Thank you Peter Harris. Well, you have stretched the topic further to cover property rights, which is a wild area of law if one is not really versed in both jurisdictions. I won’t address those property rights issues here, there will be too much to say.
Interesting to note that you were saying the UK competent will issue grant of probate to movable estates covered by a will dealing only with such movables, a departure from the Peter and Paul. I thought it should have been well established in UK law regarding such an issue, since UK citizens are more likely to have overseas assets.
So far, the consensus is that UK courts won’t probate a will dealing only with foreign real estates.
A separate note to all interested: China (excluding HK for purpose of this post) does not usually enforce foreign court judgments (arbitral awards are different), so it will be unwise for a UK court to assign title of China properties to foreign trustees. At the end of day, a separate court action shall have to be initiated in China to deal with the substantive issues adjudicated by the UK court already.

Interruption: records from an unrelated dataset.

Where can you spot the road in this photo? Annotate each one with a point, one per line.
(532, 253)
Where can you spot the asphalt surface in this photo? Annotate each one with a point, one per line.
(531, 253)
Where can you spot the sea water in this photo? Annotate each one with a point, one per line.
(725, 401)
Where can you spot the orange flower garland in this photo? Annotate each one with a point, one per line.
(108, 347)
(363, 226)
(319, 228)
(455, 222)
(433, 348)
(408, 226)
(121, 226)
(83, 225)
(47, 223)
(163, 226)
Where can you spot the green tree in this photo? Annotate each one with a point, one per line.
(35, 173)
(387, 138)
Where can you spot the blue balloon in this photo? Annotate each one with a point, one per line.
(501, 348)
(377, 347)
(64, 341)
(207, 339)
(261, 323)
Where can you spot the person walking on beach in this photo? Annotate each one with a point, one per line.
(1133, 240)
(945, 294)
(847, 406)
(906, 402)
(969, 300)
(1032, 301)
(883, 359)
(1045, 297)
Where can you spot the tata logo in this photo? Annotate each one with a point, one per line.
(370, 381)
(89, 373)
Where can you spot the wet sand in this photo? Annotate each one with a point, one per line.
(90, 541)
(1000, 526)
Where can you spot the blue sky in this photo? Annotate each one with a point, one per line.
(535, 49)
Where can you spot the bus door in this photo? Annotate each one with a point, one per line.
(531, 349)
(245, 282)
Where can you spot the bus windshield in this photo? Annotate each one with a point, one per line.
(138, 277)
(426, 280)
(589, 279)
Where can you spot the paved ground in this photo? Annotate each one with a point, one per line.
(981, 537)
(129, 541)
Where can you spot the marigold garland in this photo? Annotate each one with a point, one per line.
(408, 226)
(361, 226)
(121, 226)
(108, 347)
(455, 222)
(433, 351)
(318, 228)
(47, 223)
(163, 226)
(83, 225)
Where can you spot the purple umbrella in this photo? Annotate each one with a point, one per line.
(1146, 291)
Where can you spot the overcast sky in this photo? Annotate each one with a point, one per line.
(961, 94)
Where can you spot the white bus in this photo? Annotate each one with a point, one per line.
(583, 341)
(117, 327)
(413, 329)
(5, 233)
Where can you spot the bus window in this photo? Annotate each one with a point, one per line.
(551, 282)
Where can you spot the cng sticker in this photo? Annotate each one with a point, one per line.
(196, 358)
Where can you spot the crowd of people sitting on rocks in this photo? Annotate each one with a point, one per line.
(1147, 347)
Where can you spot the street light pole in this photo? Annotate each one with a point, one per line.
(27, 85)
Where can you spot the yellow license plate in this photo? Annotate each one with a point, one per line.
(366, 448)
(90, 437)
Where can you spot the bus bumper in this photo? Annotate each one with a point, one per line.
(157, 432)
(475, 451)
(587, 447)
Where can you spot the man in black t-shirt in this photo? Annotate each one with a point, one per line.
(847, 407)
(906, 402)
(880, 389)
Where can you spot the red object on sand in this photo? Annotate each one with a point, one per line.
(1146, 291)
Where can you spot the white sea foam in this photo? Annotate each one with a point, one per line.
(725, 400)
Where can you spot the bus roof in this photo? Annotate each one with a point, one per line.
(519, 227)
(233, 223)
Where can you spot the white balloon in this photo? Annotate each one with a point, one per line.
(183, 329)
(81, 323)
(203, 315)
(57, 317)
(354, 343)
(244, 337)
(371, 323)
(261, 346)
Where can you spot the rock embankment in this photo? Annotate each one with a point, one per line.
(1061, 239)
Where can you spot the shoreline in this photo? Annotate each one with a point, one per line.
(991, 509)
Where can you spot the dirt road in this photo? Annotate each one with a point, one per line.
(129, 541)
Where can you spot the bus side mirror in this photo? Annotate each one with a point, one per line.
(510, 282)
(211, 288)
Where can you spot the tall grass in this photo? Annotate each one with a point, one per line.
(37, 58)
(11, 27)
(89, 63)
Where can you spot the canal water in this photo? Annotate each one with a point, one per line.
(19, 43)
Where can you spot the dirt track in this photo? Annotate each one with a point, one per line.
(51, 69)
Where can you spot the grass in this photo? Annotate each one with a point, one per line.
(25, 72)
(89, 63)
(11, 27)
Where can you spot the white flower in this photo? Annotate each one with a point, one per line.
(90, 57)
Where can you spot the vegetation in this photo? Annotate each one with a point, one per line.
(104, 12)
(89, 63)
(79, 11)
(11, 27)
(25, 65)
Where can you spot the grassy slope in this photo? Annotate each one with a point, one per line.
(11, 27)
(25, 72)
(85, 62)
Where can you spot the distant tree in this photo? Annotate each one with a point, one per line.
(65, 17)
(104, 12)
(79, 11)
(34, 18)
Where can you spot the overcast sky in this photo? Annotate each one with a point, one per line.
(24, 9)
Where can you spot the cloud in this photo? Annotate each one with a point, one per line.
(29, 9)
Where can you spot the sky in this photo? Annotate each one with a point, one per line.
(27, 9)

However I do notice that a recent landmark case (Akers V Samba) in UK affirming that UK court can exercise in personam jurisdiction over trustees who hold title in assets in civil law jurisdictions. That may partially solve the trust issue in China (namely, China doesn’t recognize family trusts over real properties) by appointing a proper trustees (legal heirs) under a UK trust (governed by UK or other offshore trust laws) to take up title of real properties in China, and then the trustee sells the properties, and get the sale proceeds repatriated out of China and settle the same on the said UK trust. I believe this may work in some cases according to the law expressed in Akers V Samba case.